Fig. 5: TIALD down-regulated AURKA expression via lysosomal degradation.

A Western blot showing AURKA interaction with TIALD. RNA pull-down assay was performed in SMMC-7721 and SNU449 cells using biotin-labeled TIALD RNA probe transcribed in vitro, and detected using western blots. B RIP-qPCR analysis of the interaction of AURKA and TIALD in SMMC-7721 and SUN449 cells. Enrichment of TIALD with AURKA antibody and IgG control was measured by qPCR. C RNA pulldown assays were performed with a series of truncated TIALD variants and followed by immunoblotting with the AURKA antibody.

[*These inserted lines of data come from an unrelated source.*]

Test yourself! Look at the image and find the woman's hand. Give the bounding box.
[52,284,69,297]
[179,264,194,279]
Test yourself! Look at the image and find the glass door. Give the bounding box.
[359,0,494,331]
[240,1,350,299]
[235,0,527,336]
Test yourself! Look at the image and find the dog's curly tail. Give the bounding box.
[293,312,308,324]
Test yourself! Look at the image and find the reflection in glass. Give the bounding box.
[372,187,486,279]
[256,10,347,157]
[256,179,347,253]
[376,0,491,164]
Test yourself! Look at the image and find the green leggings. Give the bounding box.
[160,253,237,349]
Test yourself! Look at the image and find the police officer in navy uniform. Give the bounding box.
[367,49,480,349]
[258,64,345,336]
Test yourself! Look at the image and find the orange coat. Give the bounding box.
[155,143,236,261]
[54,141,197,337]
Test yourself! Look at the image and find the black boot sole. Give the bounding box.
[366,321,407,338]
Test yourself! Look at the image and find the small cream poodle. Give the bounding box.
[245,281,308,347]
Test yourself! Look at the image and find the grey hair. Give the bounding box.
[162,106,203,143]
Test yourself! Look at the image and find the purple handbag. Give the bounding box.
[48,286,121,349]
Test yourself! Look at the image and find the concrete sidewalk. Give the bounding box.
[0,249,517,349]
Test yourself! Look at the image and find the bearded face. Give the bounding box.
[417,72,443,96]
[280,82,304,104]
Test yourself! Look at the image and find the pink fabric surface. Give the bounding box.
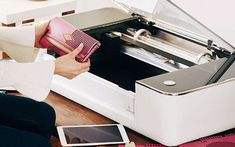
[40,17,100,62]
[179,134,235,147]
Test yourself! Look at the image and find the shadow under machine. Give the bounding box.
[52,0,235,146]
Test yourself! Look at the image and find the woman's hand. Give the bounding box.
[55,44,90,79]
[35,21,49,48]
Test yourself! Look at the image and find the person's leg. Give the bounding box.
[0,94,55,139]
[0,125,51,147]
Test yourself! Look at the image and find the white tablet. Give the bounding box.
[57,124,129,146]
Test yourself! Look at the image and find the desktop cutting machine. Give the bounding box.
[52,0,235,146]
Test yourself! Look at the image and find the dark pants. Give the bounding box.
[0,94,55,147]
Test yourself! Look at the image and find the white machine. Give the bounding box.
[52,0,235,146]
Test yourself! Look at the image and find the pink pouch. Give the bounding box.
[40,17,100,62]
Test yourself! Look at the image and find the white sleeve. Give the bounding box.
[0,25,39,62]
[0,61,55,101]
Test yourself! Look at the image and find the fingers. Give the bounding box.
[70,43,84,58]
[80,59,91,68]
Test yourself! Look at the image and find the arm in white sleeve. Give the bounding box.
[0,61,55,101]
[0,25,39,62]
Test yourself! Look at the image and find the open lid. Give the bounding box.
[114,0,235,52]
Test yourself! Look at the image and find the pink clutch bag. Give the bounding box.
[40,17,100,62]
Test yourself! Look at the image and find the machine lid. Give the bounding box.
[114,0,235,52]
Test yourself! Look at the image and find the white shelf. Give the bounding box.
[0,0,77,25]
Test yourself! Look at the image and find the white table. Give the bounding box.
[0,0,76,26]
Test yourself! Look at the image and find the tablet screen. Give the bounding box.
[63,125,123,144]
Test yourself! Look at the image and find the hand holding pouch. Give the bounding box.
[40,17,100,62]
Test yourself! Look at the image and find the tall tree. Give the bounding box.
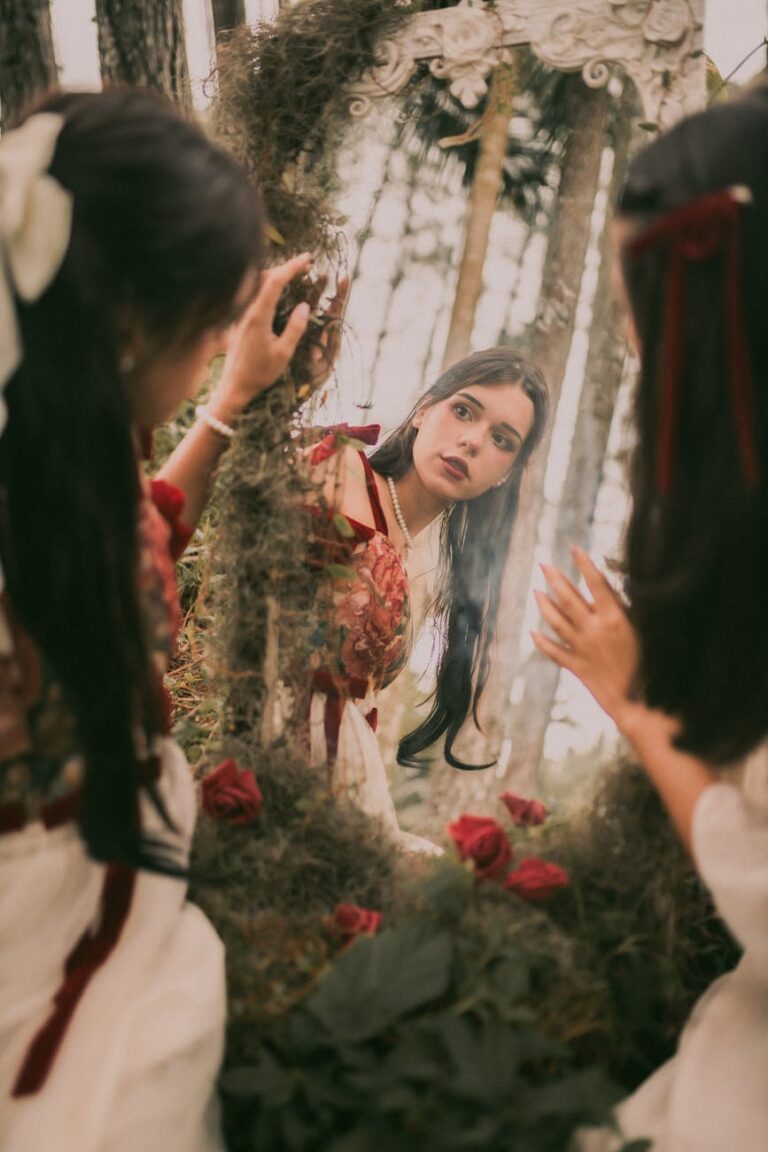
[96,0,191,105]
[0,0,59,131]
[443,65,515,367]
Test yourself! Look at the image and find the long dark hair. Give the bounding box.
[0,89,263,867]
[371,347,549,768]
[619,86,768,763]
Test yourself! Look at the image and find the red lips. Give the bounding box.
[440,456,470,480]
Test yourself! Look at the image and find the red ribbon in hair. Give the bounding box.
[312,668,379,763]
[628,188,760,494]
[12,864,136,1097]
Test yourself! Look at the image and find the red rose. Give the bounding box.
[203,760,264,825]
[504,856,570,903]
[151,480,184,523]
[448,816,512,877]
[499,793,549,828]
[334,904,381,940]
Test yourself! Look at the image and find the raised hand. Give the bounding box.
[533,548,639,726]
[310,276,349,388]
[208,252,312,417]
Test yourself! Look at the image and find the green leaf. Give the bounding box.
[306,923,451,1044]
[336,432,368,452]
[326,564,357,579]
[333,511,355,539]
[221,1048,294,1107]
[264,223,286,248]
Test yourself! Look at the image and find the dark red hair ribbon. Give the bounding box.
[310,424,381,468]
[628,188,760,495]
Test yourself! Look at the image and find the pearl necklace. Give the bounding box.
[387,476,413,548]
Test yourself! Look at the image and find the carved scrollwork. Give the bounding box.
[349,0,705,128]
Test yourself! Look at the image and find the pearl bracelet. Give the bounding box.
[195,404,235,440]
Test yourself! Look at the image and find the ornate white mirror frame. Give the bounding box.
[349,0,705,129]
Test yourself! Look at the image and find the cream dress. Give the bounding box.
[573,748,768,1152]
[0,740,226,1152]
[0,485,226,1152]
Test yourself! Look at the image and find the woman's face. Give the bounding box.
[413,384,534,502]
[610,217,640,356]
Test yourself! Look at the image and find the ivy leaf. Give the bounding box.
[306,923,451,1044]
[327,564,357,579]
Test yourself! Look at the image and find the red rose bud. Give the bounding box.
[499,791,549,828]
[201,760,264,825]
[448,816,514,879]
[334,904,381,941]
[151,480,184,522]
[504,856,570,903]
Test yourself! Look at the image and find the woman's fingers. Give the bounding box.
[531,631,576,672]
[275,303,310,364]
[541,564,592,627]
[254,252,312,317]
[533,591,576,645]
[571,545,618,608]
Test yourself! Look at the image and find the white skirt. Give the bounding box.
[310,692,443,856]
[0,740,226,1152]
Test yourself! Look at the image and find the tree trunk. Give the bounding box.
[508,99,631,785]
[96,0,191,105]
[442,65,515,369]
[211,0,245,39]
[435,76,609,814]
[0,0,59,132]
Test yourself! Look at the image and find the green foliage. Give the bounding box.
[222,863,617,1152]
[175,0,735,1152]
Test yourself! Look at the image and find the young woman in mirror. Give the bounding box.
[311,347,548,851]
[535,85,768,1152]
[0,89,307,1152]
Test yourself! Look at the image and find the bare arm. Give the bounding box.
[159,255,310,528]
[533,548,715,852]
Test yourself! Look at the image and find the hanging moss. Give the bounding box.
[172,0,735,1152]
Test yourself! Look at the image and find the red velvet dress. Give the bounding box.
[310,426,440,852]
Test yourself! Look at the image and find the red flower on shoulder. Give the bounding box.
[448,814,514,879]
[504,856,570,904]
[201,760,264,826]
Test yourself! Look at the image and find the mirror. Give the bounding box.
[207,0,705,836]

D RIP-qPCR analysis were performed using AURKA antibody and IgG control, and enrichment of different TIALD variants was detected by qPCR. E The expression of AURKA in TIALD over-expression SNU449 cells and TIALD knock-down SMMC-7721 cells was detected by western blot. F The mRNA level of AURKA in TIALD over-expression SNU449 cells and TIALD knock-down SMMC-7721 cells was detected by qPCR. G Effect of CHX on AURKA degradation. TIALD over-expression SNU449 cells and TIALD knock-down SMMC-7721 cells were treated with CHX (100 μg/ml) for the indicated times. The expression of AURKA was determined by western blotting and the levels of AURKA protein were quantified by densitometry. H TIALD induced AURKA lysosome degradation. TIALD was over-expressed in SNU449 cells and treated with MG132 (20 μM, 3 h) or chloroquine (50 μm, 12 h). The expression of AURKA was analyzed by western blot. I TIALD triggers AURKA lysosome localization. TIALD over-expressed SNU449 cells were immune-stained using AURKA antibody followed by Alexa fluor 488 conjugated secondary antibody. Lysosome was marked using Lysotracker. Stained cells were visualized under confocal microscope.